Doch worum geht's? Jo, das ist Jo Stein. Der Künstler, der ebenfalls aus Feldkirchen kommt, allerdings seit sechs Jahren in Düren lebt, hatte die Idee für ein Projekt mit dem Titel „Welche Farbe hat Missbrauch?" „Das Thema lag mir lange im Magen", berichtet er im Gespräch mit der RZ und erklärt: „Dazu setzen sich so viele an einen Tisch und reden und reden und reden. Das kostet ein Heidengeld, und dann stehen sie auf, und es passiert nichts."
Im Spätsommer des vergangenen Jahres diskutierte er seine Idee dann erstmals am Rande einer Ausstellung mit einem kleinen deutsch-niederländischen Künstlerkreis.
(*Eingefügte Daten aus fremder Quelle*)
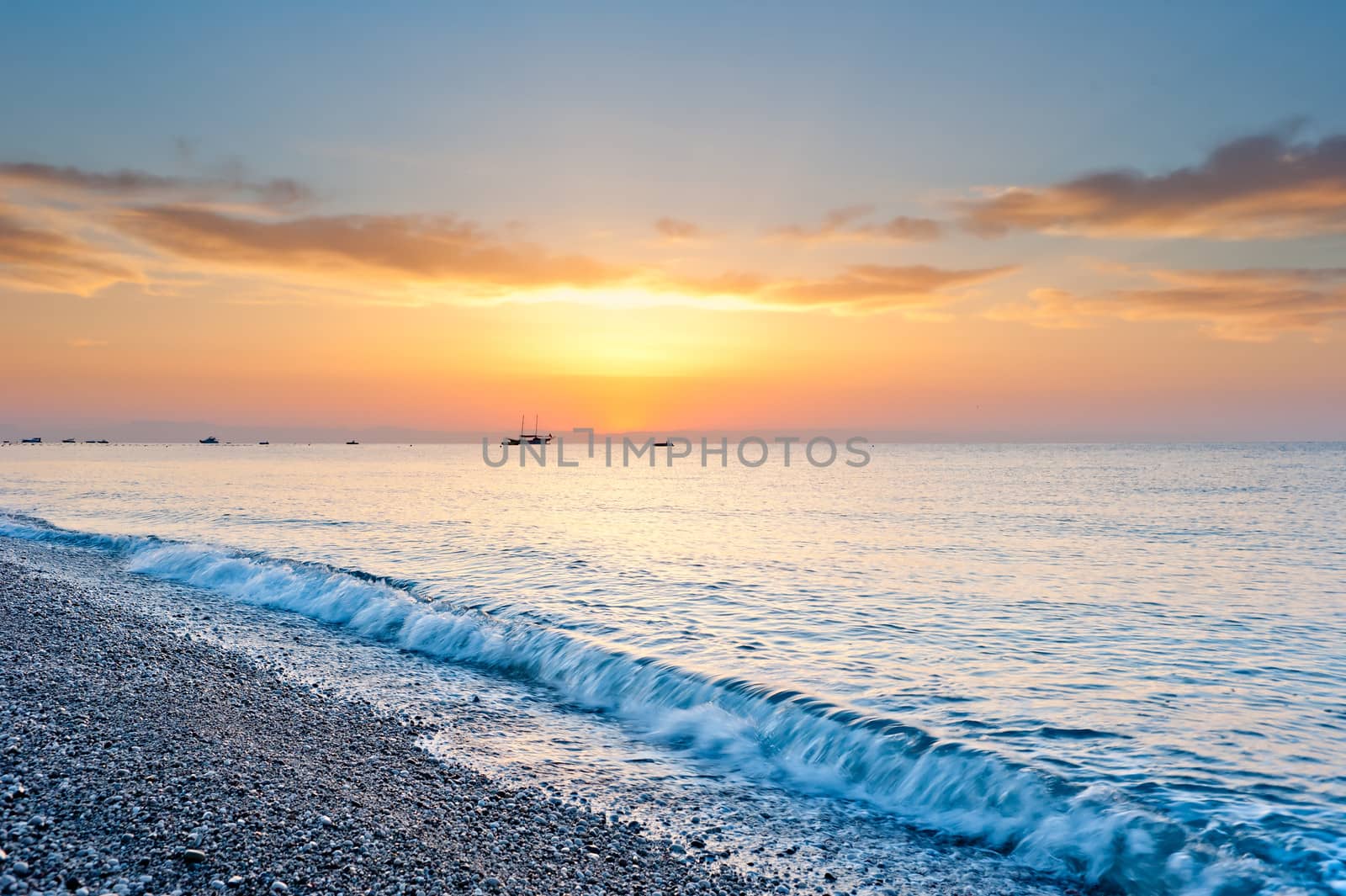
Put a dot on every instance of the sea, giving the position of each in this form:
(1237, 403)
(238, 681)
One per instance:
(1065, 667)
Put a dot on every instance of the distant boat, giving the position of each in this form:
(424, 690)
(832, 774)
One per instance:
(528, 437)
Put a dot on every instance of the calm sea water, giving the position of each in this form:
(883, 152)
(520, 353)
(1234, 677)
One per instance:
(1121, 665)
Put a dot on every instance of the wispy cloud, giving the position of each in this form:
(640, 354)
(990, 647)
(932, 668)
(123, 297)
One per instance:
(848, 225)
(1248, 305)
(1263, 186)
(679, 231)
(387, 256)
(34, 256)
(276, 193)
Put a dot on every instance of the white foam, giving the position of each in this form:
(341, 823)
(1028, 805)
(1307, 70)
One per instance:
(787, 738)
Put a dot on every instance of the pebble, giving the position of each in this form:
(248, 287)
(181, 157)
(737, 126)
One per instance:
(135, 754)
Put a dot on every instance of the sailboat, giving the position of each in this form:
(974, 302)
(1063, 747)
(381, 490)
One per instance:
(528, 437)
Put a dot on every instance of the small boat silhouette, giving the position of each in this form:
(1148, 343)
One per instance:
(528, 437)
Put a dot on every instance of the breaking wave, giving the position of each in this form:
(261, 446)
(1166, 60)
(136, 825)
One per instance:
(784, 736)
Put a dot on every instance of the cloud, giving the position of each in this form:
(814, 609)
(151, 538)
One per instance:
(109, 228)
(278, 193)
(1264, 186)
(677, 231)
(847, 225)
(35, 257)
(389, 248)
(874, 289)
(1253, 305)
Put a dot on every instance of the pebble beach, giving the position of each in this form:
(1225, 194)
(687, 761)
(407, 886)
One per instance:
(140, 761)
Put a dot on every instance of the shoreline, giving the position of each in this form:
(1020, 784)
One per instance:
(140, 761)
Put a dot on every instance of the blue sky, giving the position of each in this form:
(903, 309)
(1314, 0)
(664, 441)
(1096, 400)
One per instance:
(870, 213)
(505, 108)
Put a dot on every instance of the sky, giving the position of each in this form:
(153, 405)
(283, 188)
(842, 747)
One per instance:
(904, 220)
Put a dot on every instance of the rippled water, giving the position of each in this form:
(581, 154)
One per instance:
(1121, 665)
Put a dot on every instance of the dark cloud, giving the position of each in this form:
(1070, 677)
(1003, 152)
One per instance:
(848, 225)
(1248, 305)
(34, 257)
(1264, 186)
(46, 245)
(410, 248)
(279, 193)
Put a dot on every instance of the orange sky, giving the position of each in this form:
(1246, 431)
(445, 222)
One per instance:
(636, 242)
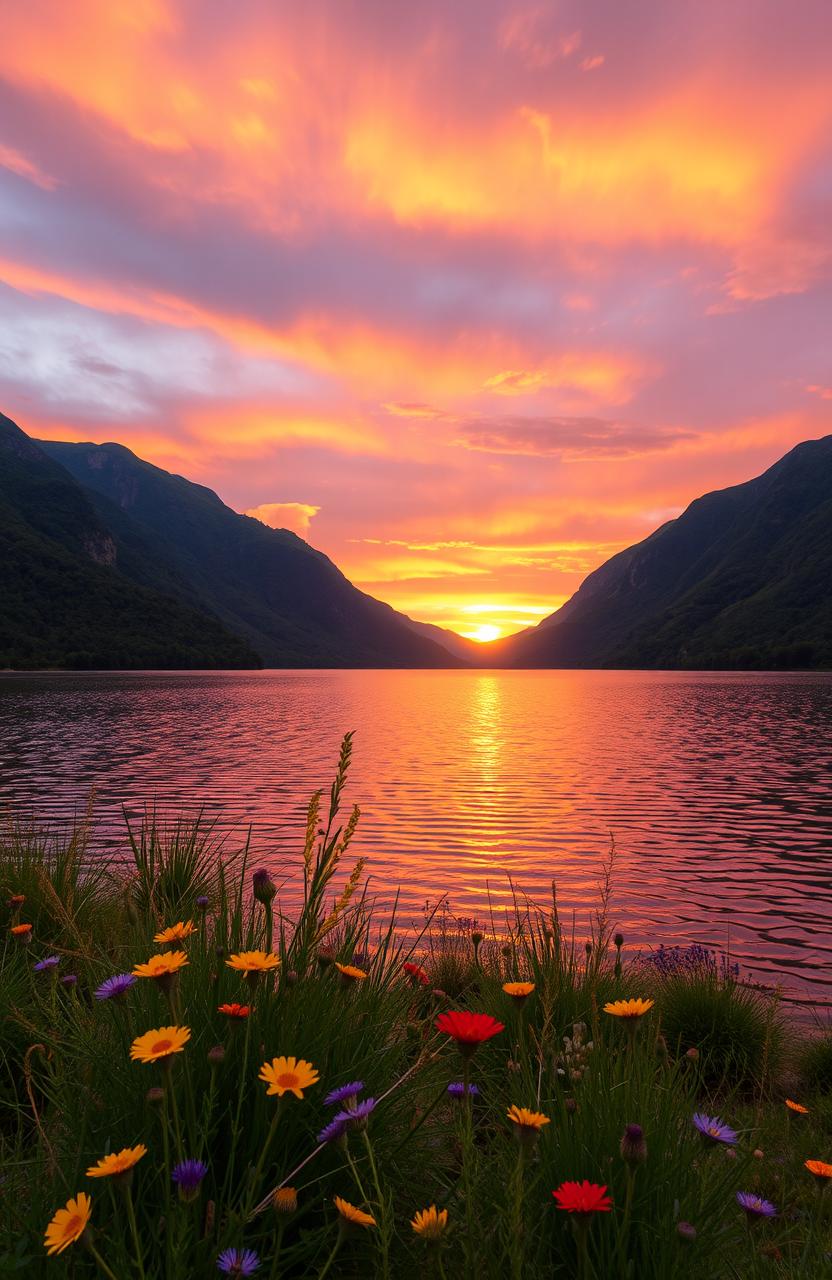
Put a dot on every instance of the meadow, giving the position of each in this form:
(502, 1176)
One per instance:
(199, 1082)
Und das war der Startschuss. Nach weiteren Gesprächen war klar: Daraus soll mehr werden als nur eine Kunstausstellung. Es soll „ein Projekt" entstehen.
Konkret heißt das nun – rund 80 Tage vor der ersten, feststehenden Ausstellung in der Dürener Marienkirche –, dass nicht nur eine mittlerweile 13-köpfige Künstlergruppe aus Holland, Belgien, der Türkei, Südafrika und eben Neuwied ihre Werke zeigt, sondern dass auch die Kriminalitätsopferschutzvereinigung Weißer Ring und der Verein Goldrute – ein Migrantinnennetzwerk gegen häusliche Gewalt – mit an Bord sind. Schulen beteiligen sich – sowohl bei der eigentlichen Ausstellung als auch im Unterricht –, und eine eigene Psychologin betreut die Besucher.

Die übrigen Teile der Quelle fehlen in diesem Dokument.